Ordu, Nahda ve Adeviyye meydanlarına helikopterlerden broşürler atarak göstericilere, ''önemli devlet kurumları ve askeri binalara yaklaşmamaları'' uyarısında bulundu.

cumhuriyet.com.tr

Mısır ordusuna ait helikoperler, seçilmiş ilk Cumhurbaşkanı Muhammed Mursi'nin ordu tarafından görevinden uzaklaştırılmasını protesto etmek için Rabiatul Adaviyye ve Nahda meydanlarında toplanan göstericilerin üzerine, ''önemli devlet kurumları ve askeri binalara yaklaşmamaları'' uyarısının yazılı olduğu broşürler attı.

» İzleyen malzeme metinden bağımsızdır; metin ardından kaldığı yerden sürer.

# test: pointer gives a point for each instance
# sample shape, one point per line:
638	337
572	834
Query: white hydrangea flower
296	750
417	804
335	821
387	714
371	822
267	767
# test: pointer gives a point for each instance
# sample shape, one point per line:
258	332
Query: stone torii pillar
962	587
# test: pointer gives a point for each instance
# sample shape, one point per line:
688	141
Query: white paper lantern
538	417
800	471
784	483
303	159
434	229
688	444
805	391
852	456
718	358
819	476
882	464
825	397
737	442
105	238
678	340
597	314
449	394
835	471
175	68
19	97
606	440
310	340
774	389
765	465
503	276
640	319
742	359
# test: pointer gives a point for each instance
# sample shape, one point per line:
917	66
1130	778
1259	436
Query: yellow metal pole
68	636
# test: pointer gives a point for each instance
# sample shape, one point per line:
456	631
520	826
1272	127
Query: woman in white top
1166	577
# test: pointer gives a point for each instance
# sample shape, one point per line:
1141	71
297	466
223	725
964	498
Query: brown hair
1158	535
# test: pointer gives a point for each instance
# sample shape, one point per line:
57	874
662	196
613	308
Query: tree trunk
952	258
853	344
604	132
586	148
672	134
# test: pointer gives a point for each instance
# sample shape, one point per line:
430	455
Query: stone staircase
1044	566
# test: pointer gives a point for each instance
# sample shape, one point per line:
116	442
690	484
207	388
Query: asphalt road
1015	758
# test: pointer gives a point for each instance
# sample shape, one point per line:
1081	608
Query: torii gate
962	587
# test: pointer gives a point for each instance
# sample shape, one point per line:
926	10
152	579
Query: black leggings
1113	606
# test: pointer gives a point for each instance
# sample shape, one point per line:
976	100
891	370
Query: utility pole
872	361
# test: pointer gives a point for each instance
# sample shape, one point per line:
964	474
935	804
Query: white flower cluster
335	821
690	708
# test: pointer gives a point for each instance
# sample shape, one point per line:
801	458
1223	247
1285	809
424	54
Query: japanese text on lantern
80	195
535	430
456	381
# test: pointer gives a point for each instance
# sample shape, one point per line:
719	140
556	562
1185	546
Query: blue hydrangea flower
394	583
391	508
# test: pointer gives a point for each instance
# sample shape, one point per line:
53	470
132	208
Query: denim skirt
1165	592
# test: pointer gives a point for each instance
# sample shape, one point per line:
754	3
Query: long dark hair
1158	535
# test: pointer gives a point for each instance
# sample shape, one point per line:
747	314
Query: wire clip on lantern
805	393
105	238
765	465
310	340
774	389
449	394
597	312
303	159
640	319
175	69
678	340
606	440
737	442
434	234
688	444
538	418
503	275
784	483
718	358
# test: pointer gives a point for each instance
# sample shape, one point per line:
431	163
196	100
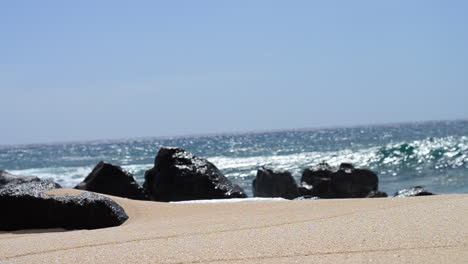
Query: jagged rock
178	175
344	182
113	180
9	180
25	206
306	198
377	194
268	183
413	191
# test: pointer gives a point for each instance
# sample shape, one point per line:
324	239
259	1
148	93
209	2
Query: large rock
9	180
113	180
25	206
268	183
178	175
413	191
344	182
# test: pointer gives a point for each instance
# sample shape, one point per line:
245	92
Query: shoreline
428	229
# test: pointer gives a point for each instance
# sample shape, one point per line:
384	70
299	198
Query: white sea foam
234	200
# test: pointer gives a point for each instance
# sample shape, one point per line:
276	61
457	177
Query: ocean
429	154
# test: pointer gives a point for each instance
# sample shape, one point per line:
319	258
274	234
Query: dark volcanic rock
25	206
179	175
113	180
274	184
377	194
317	181
413	191
345	182
306	198
9	180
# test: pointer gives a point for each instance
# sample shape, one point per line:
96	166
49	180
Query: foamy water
433	154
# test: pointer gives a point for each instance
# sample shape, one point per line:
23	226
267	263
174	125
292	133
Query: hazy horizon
105	70
228	133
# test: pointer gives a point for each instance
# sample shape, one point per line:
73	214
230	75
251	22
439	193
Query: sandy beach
431	229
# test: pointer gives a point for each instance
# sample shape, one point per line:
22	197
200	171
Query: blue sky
81	70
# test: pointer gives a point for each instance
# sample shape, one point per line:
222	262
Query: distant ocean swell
440	164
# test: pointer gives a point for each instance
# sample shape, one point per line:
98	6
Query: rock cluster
322	181
25	206
113	180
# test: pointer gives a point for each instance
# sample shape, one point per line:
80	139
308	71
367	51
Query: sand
431	229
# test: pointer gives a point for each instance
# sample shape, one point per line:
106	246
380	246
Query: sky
87	70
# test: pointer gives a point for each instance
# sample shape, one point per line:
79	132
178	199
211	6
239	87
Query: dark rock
25	206
344	182
306	197
377	194
274	184
413	191
9	180
317	181
113	180
179	175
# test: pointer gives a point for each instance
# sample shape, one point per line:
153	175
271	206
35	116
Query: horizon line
234	133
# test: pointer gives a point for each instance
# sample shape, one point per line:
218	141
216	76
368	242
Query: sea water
429	154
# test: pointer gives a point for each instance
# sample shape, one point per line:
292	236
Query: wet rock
377	194
25	206
317	181
268	183
306	198
178	175
8	180
413	191
113	180
344	182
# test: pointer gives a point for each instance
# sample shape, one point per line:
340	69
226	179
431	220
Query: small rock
178	175
268	183
113	180
413	191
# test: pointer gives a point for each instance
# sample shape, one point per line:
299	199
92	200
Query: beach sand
430	229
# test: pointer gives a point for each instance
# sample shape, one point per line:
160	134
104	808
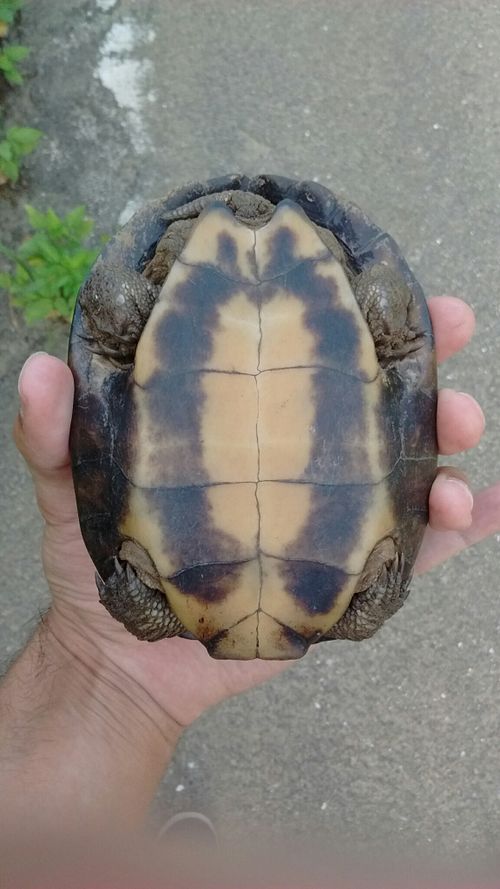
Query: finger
41	433
453	322
450	501
460	421
438	546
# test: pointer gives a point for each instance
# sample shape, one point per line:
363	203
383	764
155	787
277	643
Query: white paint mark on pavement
123	69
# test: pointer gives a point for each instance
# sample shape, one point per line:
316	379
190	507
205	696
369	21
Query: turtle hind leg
141	609
371	607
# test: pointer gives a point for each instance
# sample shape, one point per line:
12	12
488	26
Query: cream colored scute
365	362
236	336
284	511
144	526
234	511
206	619
286	418
214	225
228	427
240	642
307	243
286	342
379	521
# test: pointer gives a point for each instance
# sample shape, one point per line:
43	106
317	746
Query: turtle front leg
391	312
116	302
141	609
370	608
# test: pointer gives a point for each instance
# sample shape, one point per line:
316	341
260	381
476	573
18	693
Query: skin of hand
177	674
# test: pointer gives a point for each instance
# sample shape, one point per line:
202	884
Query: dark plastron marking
184	335
210	583
174	405
189	534
337	336
314	586
339	454
333	525
283	255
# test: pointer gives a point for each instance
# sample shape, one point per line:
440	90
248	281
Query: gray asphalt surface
397	106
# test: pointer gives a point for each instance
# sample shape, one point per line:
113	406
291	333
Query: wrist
80	743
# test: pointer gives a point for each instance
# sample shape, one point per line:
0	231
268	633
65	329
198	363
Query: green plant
50	266
16	144
8	9
9	58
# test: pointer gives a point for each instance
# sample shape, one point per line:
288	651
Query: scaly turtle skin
253	438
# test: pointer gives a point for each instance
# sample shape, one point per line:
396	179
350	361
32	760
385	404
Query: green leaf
25	138
6	151
10	169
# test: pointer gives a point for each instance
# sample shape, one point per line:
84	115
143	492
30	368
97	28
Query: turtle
253	438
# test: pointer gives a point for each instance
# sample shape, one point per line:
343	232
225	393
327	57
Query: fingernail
25	365
464	486
471	398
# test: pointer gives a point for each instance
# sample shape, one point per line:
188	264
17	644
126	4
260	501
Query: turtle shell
263	461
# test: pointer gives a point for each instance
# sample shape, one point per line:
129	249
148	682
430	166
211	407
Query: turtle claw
144	611
370	608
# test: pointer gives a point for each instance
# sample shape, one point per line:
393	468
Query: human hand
176	674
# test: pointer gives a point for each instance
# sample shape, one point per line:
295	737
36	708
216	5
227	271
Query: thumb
41	433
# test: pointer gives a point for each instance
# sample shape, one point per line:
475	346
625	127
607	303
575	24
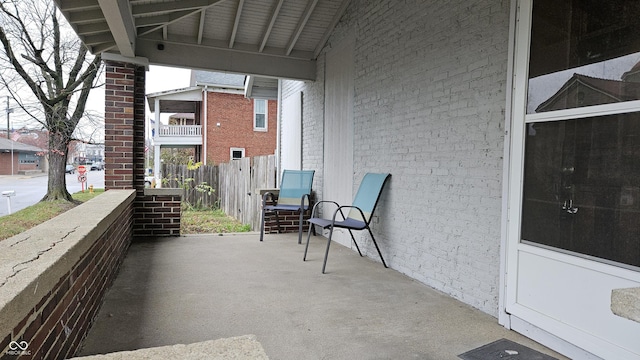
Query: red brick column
124	114
120	124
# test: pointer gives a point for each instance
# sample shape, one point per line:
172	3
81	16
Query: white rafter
329	29
175	15
201	25
235	24
267	32
301	24
118	16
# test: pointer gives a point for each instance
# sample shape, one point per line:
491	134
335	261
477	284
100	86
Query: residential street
30	189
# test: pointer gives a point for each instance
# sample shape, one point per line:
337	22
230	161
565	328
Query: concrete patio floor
205	287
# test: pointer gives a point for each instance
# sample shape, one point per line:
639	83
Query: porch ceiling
276	38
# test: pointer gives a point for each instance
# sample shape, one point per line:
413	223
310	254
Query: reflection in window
583	52
260	114
582	186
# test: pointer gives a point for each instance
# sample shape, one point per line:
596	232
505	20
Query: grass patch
192	222
210	221
25	219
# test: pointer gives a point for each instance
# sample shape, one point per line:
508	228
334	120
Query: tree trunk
57	184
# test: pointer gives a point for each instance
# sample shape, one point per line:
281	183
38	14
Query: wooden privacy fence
237	185
194	183
240	182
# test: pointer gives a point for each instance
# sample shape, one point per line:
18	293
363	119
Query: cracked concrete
33	262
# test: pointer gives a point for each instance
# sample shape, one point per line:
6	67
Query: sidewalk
199	288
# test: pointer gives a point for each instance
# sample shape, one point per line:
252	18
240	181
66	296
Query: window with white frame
260	115
236	153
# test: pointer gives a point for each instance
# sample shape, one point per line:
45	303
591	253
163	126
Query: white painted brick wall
428	108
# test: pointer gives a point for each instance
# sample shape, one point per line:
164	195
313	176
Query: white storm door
291	138
574	184
338	129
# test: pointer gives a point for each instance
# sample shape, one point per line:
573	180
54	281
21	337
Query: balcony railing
181	130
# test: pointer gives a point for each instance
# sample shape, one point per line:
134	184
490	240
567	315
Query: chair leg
326	254
354	242
307	246
377	248
300	227
262	226
278	222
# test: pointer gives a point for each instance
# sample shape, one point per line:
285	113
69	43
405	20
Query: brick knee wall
57	325
158	213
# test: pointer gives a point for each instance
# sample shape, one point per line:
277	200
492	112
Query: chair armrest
265	196
338	208
348	207
308	197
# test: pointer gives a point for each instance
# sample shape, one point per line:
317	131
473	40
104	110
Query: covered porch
204	287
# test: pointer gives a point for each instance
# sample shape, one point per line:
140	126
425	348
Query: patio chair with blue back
359	217
294	195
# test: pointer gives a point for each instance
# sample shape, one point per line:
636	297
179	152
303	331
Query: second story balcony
168	135
180	130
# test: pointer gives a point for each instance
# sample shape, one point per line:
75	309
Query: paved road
31	189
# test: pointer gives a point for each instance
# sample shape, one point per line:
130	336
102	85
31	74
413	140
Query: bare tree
45	57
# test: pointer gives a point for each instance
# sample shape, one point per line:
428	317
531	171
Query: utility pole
9	111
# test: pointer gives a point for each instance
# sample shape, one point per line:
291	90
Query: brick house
438	94
215	117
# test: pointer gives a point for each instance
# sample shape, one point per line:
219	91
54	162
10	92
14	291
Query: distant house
582	90
216	118
19	158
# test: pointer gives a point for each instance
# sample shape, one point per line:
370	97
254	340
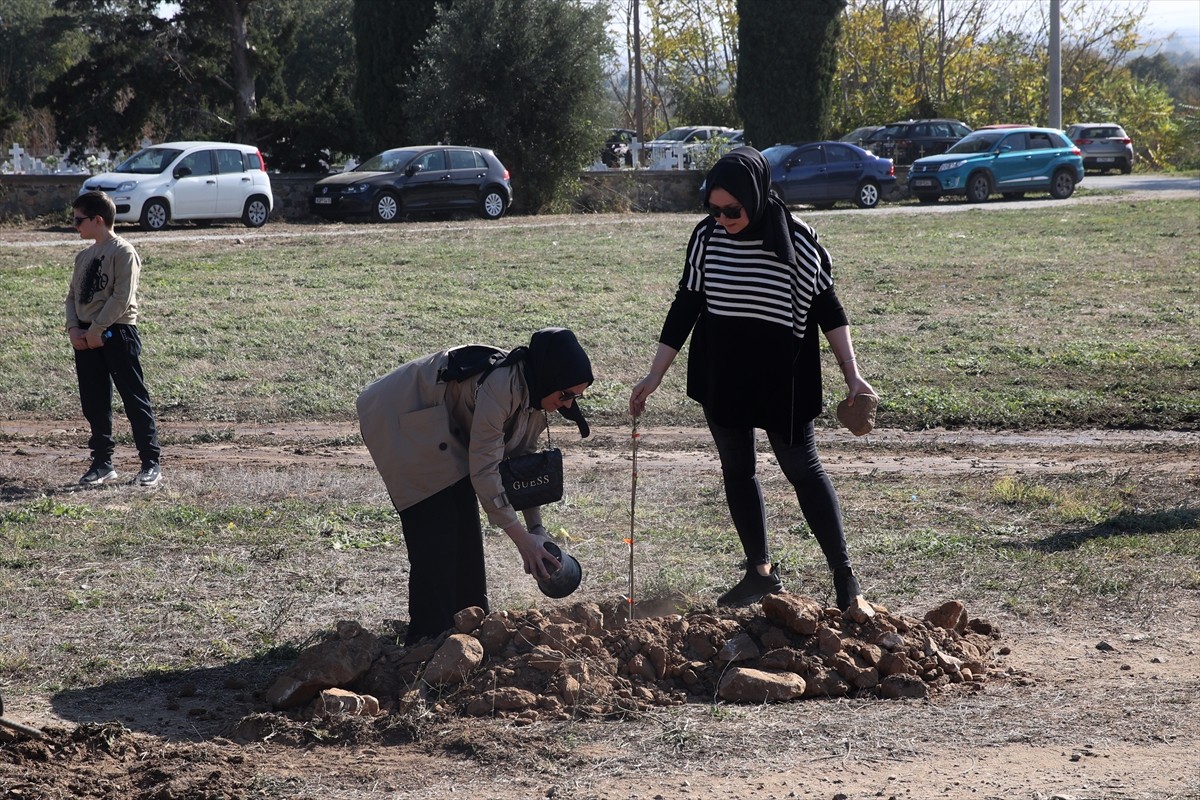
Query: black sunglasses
727	211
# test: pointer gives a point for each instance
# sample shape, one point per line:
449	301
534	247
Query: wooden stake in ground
633	507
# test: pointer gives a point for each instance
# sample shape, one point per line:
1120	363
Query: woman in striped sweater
756	286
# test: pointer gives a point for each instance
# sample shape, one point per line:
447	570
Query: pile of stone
581	661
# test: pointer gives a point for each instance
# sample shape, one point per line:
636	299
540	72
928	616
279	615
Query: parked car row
203	181
189	180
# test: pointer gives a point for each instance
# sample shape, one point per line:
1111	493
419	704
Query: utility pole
1055	66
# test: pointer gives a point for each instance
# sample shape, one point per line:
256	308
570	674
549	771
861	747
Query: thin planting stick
633	507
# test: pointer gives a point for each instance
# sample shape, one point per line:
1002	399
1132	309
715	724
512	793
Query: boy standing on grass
102	312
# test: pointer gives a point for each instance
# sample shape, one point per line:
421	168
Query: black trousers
803	468
117	364
445	555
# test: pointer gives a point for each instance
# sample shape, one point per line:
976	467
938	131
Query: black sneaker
149	475
100	471
751	588
846	587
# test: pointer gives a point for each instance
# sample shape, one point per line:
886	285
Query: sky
1180	19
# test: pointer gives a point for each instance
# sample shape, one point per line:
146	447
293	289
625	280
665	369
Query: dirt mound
585	662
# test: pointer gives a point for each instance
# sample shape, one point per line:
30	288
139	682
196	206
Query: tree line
312	82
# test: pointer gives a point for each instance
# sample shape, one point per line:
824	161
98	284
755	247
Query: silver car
189	180
1104	145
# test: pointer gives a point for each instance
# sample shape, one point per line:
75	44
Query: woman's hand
642	392
537	561
663	360
857	385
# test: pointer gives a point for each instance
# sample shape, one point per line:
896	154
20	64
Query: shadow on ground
183	705
1122	524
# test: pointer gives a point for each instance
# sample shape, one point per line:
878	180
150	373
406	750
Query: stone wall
27	197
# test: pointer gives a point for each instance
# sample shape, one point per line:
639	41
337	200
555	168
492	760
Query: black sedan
821	173
412	180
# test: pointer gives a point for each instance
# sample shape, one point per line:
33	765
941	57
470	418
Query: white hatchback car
189	180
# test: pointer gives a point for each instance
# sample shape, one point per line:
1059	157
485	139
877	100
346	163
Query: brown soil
1096	705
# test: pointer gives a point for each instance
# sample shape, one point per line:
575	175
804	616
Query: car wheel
868	196
155	215
1063	185
256	211
492	205
385	208
978	188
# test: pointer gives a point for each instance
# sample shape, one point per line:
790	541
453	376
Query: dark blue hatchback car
1011	161
411	180
822	173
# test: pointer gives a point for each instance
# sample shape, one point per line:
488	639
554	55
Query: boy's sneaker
149	475
99	473
751	588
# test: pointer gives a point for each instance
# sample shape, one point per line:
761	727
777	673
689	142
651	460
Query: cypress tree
387	34
787	54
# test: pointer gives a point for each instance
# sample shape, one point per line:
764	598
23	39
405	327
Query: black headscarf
555	361
745	174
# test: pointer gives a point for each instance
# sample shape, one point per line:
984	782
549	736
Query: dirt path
941	452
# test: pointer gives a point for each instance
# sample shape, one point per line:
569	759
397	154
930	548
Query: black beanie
556	361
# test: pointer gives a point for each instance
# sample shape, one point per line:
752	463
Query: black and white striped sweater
754	359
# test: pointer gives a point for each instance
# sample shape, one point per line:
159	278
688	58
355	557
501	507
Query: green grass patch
1057	316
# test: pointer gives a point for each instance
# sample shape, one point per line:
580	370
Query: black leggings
802	465
117	364
445	558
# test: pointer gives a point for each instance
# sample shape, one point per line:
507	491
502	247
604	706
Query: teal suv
1008	161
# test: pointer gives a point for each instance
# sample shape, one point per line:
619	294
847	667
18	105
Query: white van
189	180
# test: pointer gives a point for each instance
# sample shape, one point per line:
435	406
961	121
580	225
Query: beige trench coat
425	434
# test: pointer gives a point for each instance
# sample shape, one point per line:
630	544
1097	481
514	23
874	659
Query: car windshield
777	155
676	134
150	161
978	143
389	161
889	132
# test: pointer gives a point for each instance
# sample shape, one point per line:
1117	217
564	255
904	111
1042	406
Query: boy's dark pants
97	371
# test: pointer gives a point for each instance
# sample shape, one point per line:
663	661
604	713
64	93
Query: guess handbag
533	479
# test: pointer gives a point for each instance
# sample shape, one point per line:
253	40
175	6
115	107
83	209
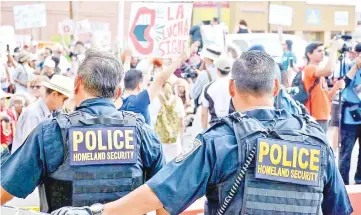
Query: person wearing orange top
319	102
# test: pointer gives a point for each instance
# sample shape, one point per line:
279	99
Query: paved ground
33	199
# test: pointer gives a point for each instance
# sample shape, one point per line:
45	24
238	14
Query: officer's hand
337	44
73	211
358	62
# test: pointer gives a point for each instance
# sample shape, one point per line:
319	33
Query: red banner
223	4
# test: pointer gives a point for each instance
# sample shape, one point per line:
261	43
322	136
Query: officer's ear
276	87
118	93
77	83
232	88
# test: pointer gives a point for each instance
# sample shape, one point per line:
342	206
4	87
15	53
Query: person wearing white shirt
215	97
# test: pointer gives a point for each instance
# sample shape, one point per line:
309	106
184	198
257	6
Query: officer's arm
351	74
204	117
140	201
5	196
335	200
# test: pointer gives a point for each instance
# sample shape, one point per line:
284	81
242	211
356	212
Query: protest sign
159	29
213	35
66	27
103	39
7	36
280	15
30	16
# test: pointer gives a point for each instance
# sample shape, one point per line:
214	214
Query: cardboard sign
30	16
106	145
159	29
7	37
66	27
280	15
213	35
341	18
290	162
102	39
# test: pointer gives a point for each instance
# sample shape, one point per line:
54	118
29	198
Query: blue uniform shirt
216	160
286	59
29	165
138	104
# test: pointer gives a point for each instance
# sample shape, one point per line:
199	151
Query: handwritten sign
66	27
280	15
98	146
159	29
290	162
341	18
102	39
30	16
213	35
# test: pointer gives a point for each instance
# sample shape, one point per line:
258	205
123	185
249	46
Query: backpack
302	95
167	125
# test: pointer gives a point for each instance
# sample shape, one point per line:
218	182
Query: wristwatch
97	208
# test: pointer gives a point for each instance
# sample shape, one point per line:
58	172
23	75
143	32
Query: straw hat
24	56
3	94
212	52
61	84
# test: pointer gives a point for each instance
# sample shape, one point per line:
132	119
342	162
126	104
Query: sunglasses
35	87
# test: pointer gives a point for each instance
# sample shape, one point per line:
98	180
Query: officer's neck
248	102
130	92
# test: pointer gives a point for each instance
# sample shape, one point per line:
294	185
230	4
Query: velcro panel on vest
91	183
267	197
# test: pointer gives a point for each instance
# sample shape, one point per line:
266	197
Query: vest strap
266	207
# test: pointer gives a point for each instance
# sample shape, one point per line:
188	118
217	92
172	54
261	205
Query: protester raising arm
330	65
351	74
156	86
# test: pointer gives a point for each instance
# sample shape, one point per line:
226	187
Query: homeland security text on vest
95	145
290	162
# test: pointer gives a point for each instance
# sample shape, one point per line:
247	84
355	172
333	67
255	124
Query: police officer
95	154
256	161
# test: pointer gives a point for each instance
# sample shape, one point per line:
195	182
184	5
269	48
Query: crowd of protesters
187	94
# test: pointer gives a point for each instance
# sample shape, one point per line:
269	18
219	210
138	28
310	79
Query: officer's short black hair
50	51
255	73
101	73
310	48
132	79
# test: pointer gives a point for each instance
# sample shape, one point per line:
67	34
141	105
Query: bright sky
338	2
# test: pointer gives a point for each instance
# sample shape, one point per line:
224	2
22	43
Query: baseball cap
224	63
358	47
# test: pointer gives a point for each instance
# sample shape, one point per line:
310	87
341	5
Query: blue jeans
349	134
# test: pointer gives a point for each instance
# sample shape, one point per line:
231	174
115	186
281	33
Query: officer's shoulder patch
187	151
288	161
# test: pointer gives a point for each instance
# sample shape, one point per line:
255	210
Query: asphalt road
33	199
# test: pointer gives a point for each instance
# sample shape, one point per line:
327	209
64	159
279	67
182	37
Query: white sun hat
212	52
61	84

Broşürlerde şu ifadelere yer verildi: "Ey Mısır gençleri! Farklı dine, faklı kimliklere ve yönelimlere mensup olanlar, bütün yönelimlerinizin, özverinizin ve samimi çabalarınızın vatanın çıkarlarını korumak olduğu konusunda bir kuşku yoktur. Özellikle belirtiyoruz ki alınan kararlarda size karşı, sizin rolünüzü kısıtlayacak ya da Mısır'ın ulusal yürüyüşündeki yerinizi değiştirecek ve tek bir vücut olan Mısır'dan sizi koparacak bir durum yoktur. Mısır'ın istikrarı konusundaki samimiyetinize olan inanışımız tamdır, meydanlardan evine dönecekler hiçbir soruşturmaya tabi tutulmayacaklardır, her kim de meydanlarda kalmak isterse o da güven içinde olacaktır."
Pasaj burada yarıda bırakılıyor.